Not easier, but harder
But he doesn’t leave it there. There’s another movement in the other direction. He quotes the great Catholic theologian Romano Guardini, who said, “In old age, it doesn’t get any easier, but harder.” Benedict gives an example of his own: “One feels the difficulty of life’s questions more deeply.”
What questions does he mean? Two kinds: Big questions, like why God allows so much evil, and the smaller, practical questions of life in a fallen world, like “How can I help him?” and “Why doesn’t he get better?”
That’s the getting harder part. For me, this means that you believe what you did when younger, but feel less comfortable with it because you know more about the world. You find yourself saying “Yes and no,” when as a younger person you would have pointed to a line in the Catechism and walked away thinking you’d settled the matter. To put it a different way, you become more merciful when before you’d been more moralistic. You see yourself in the bad guys in Jesus’s parables.
This is my experience, anyway. And you also feel more deeply the world’s pain. It “complicates the narrative,” as an academic might say. Words that once seemed to settle the matter don’t comfort you anymore.
I won’t claim any great advance in charity, but I do see better now how much pain there is in the world. I see more clearly how many people have suffered deep wounds that help explain why they keep doing things they shouldn’t. My own need for mercy from other people as well as from God has become much clearer to me, along with the knowledge that it’s not as clear as it should be. I know better why Jesus said “Judge not.”
In other words, feeling the difficulty of life’s questions more deeply, you’re not nearly so insufferably smug and confident as you were — as I was, anyway — as a youth. You have some wisdom, when before you had only some knowledge, which you misapplied.
Another side to Guardini’s insight
Bummer, you may be thinking. Not only will your knee hurt but you’ll feel the world’s pain more deeply, and have a keener feeling of your own failings and sins, of the things wrongly done and the things wrongly left undone. But Benedict says something that turns the whole thing around. There’s another side to Guardini’s insight that life gets harder as you get old, not easier.
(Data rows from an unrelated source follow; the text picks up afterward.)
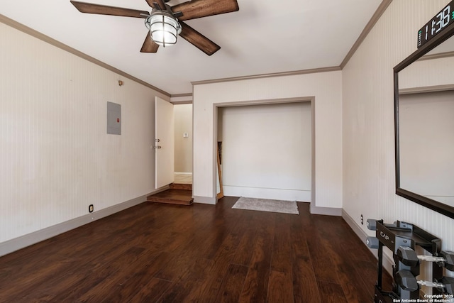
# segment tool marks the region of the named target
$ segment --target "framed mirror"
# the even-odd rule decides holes
[[[453,219],[453,34],[454,23],[394,68],[396,194]]]

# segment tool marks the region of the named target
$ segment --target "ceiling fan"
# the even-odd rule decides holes
[[[237,0],[192,0],[172,6],[167,4],[170,0],[145,1],[152,8],[151,13],[72,0],[70,2],[82,13],[145,18],[149,33],[141,53],[156,53],[160,45],[175,44],[179,35],[209,56],[221,47],[183,21],[239,9]]]

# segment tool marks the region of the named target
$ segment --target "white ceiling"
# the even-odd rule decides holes
[[[81,1],[151,11],[145,0]],[[2,2],[1,14],[176,95],[192,82],[339,66],[382,0],[238,0],[238,11],[185,21],[221,46],[211,56],[182,38],[140,53],[144,19],[82,13],[70,0]]]

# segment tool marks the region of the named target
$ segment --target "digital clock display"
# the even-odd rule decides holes
[[[423,46],[436,34],[454,23],[454,0],[445,6],[418,31],[418,48]]]

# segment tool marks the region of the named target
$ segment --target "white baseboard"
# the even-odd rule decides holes
[[[347,222],[347,224],[348,224],[350,228],[352,228],[353,232],[356,233],[356,236],[358,236],[358,238],[361,239],[361,241],[369,249],[369,250],[370,250],[374,254],[375,258],[378,259],[378,250],[376,249],[369,248],[369,246],[367,246],[367,245],[366,244],[366,238],[367,238],[369,235],[367,235],[364,231],[364,230],[361,228],[361,227],[360,227],[359,225],[357,224],[355,220],[353,220],[353,219],[351,216],[350,216],[350,215],[347,214],[347,212],[345,212],[345,211],[344,211],[343,209],[342,209],[342,218],[345,221],[345,222]],[[392,266],[394,265],[394,260],[391,258],[389,258],[389,255],[384,253],[383,254],[383,268],[384,268],[384,270],[387,272],[388,272],[388,273],[392,277]]]
[[[168,186],[167,188],[168,188]],[[145,196],[138,197],[131,200],[1,243],[0,257],[44,240],[47,240],[60,233],[65,233],[71,229],[76,228],[82,226],[82,225],[87,224],[94,221],[99,220],[101,218],[104,218],[107,216],[110,216],[128,208],[140,204],[140,203],[145,202],[147,200],[147,197],[150,194],[156,194],[165,190],[167,188],[161,188],[152,192],[150,194],[145,194]]]
[[[211,198],[209,197],[199,197],[194,196],[194,203],[201,203],[202,204],[212,204],[216,205],[217,203],[217,199],[215,197]]]
[[[248,197],[274,200],[289,200],[307,202],[311,201],[310,190],[282,189],[276,188],[248,187],[223,185],[224,196]]]
[[[319,207],[314,206],[313,204],[313,203],[311,203],[311,206],[309,207],[309,211],[311,214],[324,214],[326,216],[342,216],[342,209],[336,209],[333,207]]]

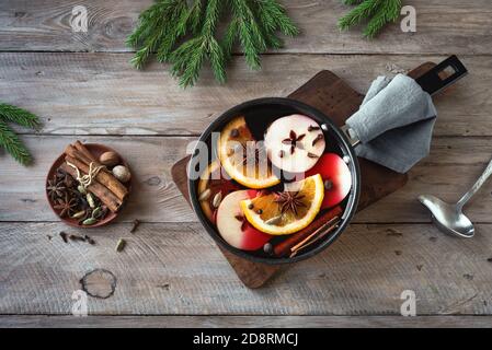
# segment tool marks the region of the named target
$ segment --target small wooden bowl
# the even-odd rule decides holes
[[[95,159],[99,159],[101,154],[103,154],[104,152],[116,152],[115,150],[104,145],[104,144],[100,144],[100,143],[84,143],[84,145],[88,148],[88,150],[94,155]],[[118,155],[119,153],[116,152]],[[46,194],[46,199],[48,200],[49,207],[52,208],[52,210],[55,212],[55,214],[66,224],[70,225],[70,226],[75,226],[75,228],[80,228],[80,229],[93,229],[93,228],[101,228],[104,226],[106,224],[108,224],[110,222],[112,222],[113,220],[115,220],[122,208],[119,209],[118,212],[112,212],[111,210],[107,211],[106,217],[103,220],[98,221],[96,223],[94,223],[93,225],[81,225],[79,224],[79,220],[78,219],[71,219],[71,218],[60,218],[60,215],[58,214],[58,211],[54,208],[54,203],[52,201],[52,199],[49,198],[48,195],[48,190],[47,190],[47,184],[48,184],[48,179],[52,179],[53,176],[56,174],[56,171],[58,170],[58,167],[64,164],[65,162],[65,153],[61,153],[60,156],[58,156],[56,159],[56,161],[52,164],[52,167],[49,168],[48,175],[46,176],[46,180],[45,180],[45,194]],[[126,166],[129,170],[128,163],[125,162],[125,160],[119,155],[119,159],[122,161],[122,165]],[[131,171],[130,171],[131,173]],[[128,196],[129,196],[129,191],[131,189],[131,178],[128,182],[128,184],[125,184],[126,188],[128,189]],[[125,206],[126,201],[128,200],[128,198],[125,199],[125,202],[122,205],[122,207]]]

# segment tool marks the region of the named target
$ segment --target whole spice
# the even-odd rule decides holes
[[[102,212],[103,212],[103,210],[101,209],[101,207],[95,208],[92,211],[92,218],[99,219],[101,217]]]
[[[234,218],[241,222],[241,231],[244,231],[248,228],[248,220],[243,215],[236,215]]]
[[[290,145],[290,154],[293,154],[296,151],[296,148],[302,150],[302,143],[300,143],[300,141],[302,141],[302,139],[306,137],[306,133],[296,135],[296,131],[290,130],[288,138],[284,139],[282,141],[282,143],[284,144],[289,144]]]
[[[115,165],[118,165],[119,163],[119,155],[116,152],[110,151],[104,152],[99,158],[99,162],[103,165],[106,165],[108,167],[113,167]]]
[[[306,208],[302,198],[305,198],[305,196],[300,195],[299,191],[284,191],[277,192],[274,201],[281,206],[282,213],[290,210],[294,214],[298,215],[299,208]]]
[[[60,235],[61,240],[64,240],[65,243],[68,243],[68,235],[66,232],[61,231],[59,233],[59,235]]]
[[[93,238],[91,238],[90,236],[85,235],[84,236],[85,241],[90,244],[90,245],[94,245],[95,241]]]
[[[85,242],[85,238],[82,236],[78,236],[76,234],[71,234],[68,236],[71,241],[81,241],[81,242]]]
[[[218,208],[221,201],[222,201],[222,192],[219,191],[214,196],[211,205],[214,206],[214,208]]]
[[[82,221],[82,225],[90,226],[90,225],[93,225],[96,222],[98,222],[98,219],[89,218],[89,219],[85,219],[84,221]]]
[[[137,228],[139,224],[140,224],[140,221],[135,219],[134,224],[131,225],[131,229],[129,230],[129,233],[134,233],[135,231],[137,231]]]
[[[71,218],[72,219],[80,219],[83,215],[85,215],[85,210],[81,210],[81,211],[76,212],[73,215],[71,215]]]
[[[122,183],[129,182],[131,177],[129,170],[123,165],[116,165],[115,167],[113,167],[113,175]]]
[[[312,145],[317,144],[318,141],[321,141],[322,139],[324,139],[324,136],[322,133],[318,133],[314,140],[312,140]]]
[[[327,224],[330,220],[339,217],[342,213],[342,208],[340,206],[329,210],[328,212],[321,214],[317,218],[308,228],[300,230],[291,235],[289,235],[285,241],[282,241],[274,247],[275,256],[285,256],[290,254],[290,249],[302,242],[306,237],[311,235],[314,231],[319,230]]]
[[[66,189],[65,184],[59,182],[56,176],[53,179],[48,179],[46,190],[49,199],[56,200],[57,198],[62,197]]]
[[[281,219],[282,219],[282,215],[273,217],[272,219],[266,220],[265,223],[267,225],[276,225],[277,223],[281,222]]]
[[[270,242],[265,243],[265,245],[263,246],[263,252],[265,252],[266,254],[272,254],[273,253],[272,243]]]
[[[123,238],[119,238],[118,242],[116,243],[116,252],[122,252],[126,246],[126,241]]]
[[[77,186],[77,190],[79,191],[79,192],[81,192],[82,195],[87,195],[87,190],[85,190],[85,187],[83,187],[82,185],[79,185],[79,186]]]
[[[211,195],[211,190],[209,188],[205,189],[202,194],[199,194],[198,196],[198,200],[207,200],[208,198],[210,198]]]
[[[65,194],[65,198],[58,198],[53,208],[59,210],[60,218],[70,217],[77,208],[77,199],[70,198],[68,194]]]
[[[95,208],[95,202],[94,202],[94,197],[92,197],[92,194],[87,194],[85,195],[85,199],[89,203],[89,207],[91,207],[92,209]]]

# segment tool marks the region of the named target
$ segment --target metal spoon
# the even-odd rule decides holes
[[[432,219],[440,231],[461,238],[471,238],[474,235],[473,223],[462,213],[462,207],[482,187],[491,174],[492,161],[470,190],[456,205],[447,203],[431,195],[419,196],[419,201],[431,211]]]

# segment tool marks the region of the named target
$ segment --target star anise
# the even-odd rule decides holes
[[[46,190],[48,191],[49,199],[53,201],[59,197],[62,197],[66,191],[65,184],[59,182],[56,176],[53,179],[48,179],[48,184],[46,185]]]
[[[290,130],[288,138],[282,140],[282,143],[290,145],[290,154],[294,153],[296,148],[302,150],[302,143],[300,141],[305,138],[306,133],[301,133],[299,136],[296,135],[296,131]]]
[[[60,218],[69,217],[75,213],[77,208],[78,200],[77,198],[69,197],[68,194],[65,194],[65,198],[57,198],[55,206],[56,210],[59,210]]]
[[[284,214],[287,211],[291,211],[294,214],[299,214],[299,208],[306,208],[302,202],[305,195],[300,195],[299,191],[285,191],[277,192],[274,199],[281,206],[281,212]]]
[[[242,144],[242,165],[253,165],[260,164],[260,162],[264,162],[266,160],[266,151],[265,148],[260,143],[254,142],[253,145],[244,145]]]
[[[241,222],[241,231],[244,231],[248,228],[248,220],[243,215],[236,215],[236,220]]]

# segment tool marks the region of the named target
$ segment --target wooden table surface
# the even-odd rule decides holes
[[[492,313],[492,183],[467,207],[477,224],[468,241],[439,233],[416,201],[427,192],[456,200],[491,158],[492,2],[408,0],[417,32],[394,24],[373,42],[339,33],[347,10],[339,0],[283,2],[302,35],[264,55],[261,72],[237,56],[226,85],[204,71],[186,91],[167,67],[128,63],[125,37],[151,0],[0,2],[0,101],[44,122],[39,132],[18,129],[33,166],[0,152],[0,326],[492,325],[473,317]],[[69,25],[77,4],[88,9],[88,33]],[[378,74],[450,54],[470,74],[436,98],[432,152],[409,184],[357,214],[322,254],[260,290],[242,285],[171,180],[186,144],[222,110],[285,96],[319,70],[365,92]],[[44,195],[49,165],[76,139],[118,150],[136,179],[118,221],[90,231],[95,246],[65,244],[58,233],[78,230],[59,222]],[[142,224],[130,234],[134,219]],[[116,253],[121,237],[128,244]],[[95,268],[117,278],[114,294],[90,296],[90,316],[73,317],[72,292]],[[403,290],[415,291],[420,317],[400,316]]]

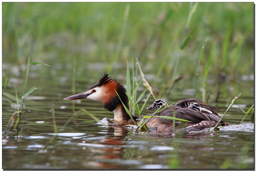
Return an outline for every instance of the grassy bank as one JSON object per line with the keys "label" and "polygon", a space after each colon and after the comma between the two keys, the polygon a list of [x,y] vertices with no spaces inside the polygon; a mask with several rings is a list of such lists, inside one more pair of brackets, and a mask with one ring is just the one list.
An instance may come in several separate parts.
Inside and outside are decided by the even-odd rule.
{"label": "grassy bank", "polygon": [[145,73],[191,76],[208,39],[202,77],[211,47],[209,76],[218,74],[219,59],[229,78],[253,73],[253,2],[2,4],[4,63],[26,64],[29,56],[72,64],[76,57],[83,73],[88,63],[102,63],[110,71],[137,58]]}

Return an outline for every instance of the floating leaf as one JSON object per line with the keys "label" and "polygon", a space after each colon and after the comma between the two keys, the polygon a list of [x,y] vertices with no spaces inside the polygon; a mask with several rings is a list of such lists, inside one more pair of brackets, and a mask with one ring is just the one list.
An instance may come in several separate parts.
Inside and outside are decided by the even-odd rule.
{"label": "floating leaf", "polygon": [[26,92],[26,93],[22,96],[21,97],[21,98],[23,99],[25,99],[27,97],[27,96],[29,94],[33,92],[34,90],[36,89],[37,89],[37,88],[35,87],[33,87],[29,89],[29,90],[27,92]]}
{"label": "floating leaf", "polygon": [[41,62],[31,62],[30,63],[29,63],[29,65],[35,65],[38,64],[42,64],[45,65],[46,66],[48,66],[49,67],[51,66],[50,66],[49,65],[47,65],[46,64],[44,64],[44,63],[41,63]]}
We may feel the difficulty of life’s questions more deeply, he says, “but then one also finds the greatness of Jesus Christ’s words.” Jesus is “always great and full of mystery. The depths of the Word are never fully plumbed.”
Benedict gives examples from his own life: “I now find many statements from the gospels more challenging in their greatness and gravity than I did before. … Some words of wrath, of rejection, of the threat of judgment, certainly become more mysterious and grave and awesome than before.” Even in old age, he adds, the truth “comes close to you as something completely new.”
In other words, life becomes harder because we see more clearly, but we also see more deeply into the Gospel, which makes life easier. I think the reality of mercy is one of those things. We get to know our Lord better and in ways we could not when young. I suspect this is true of the saints, but it’s certainly true of us un-saints.
“It is a gift,” he says. As, I would add, is Benedict.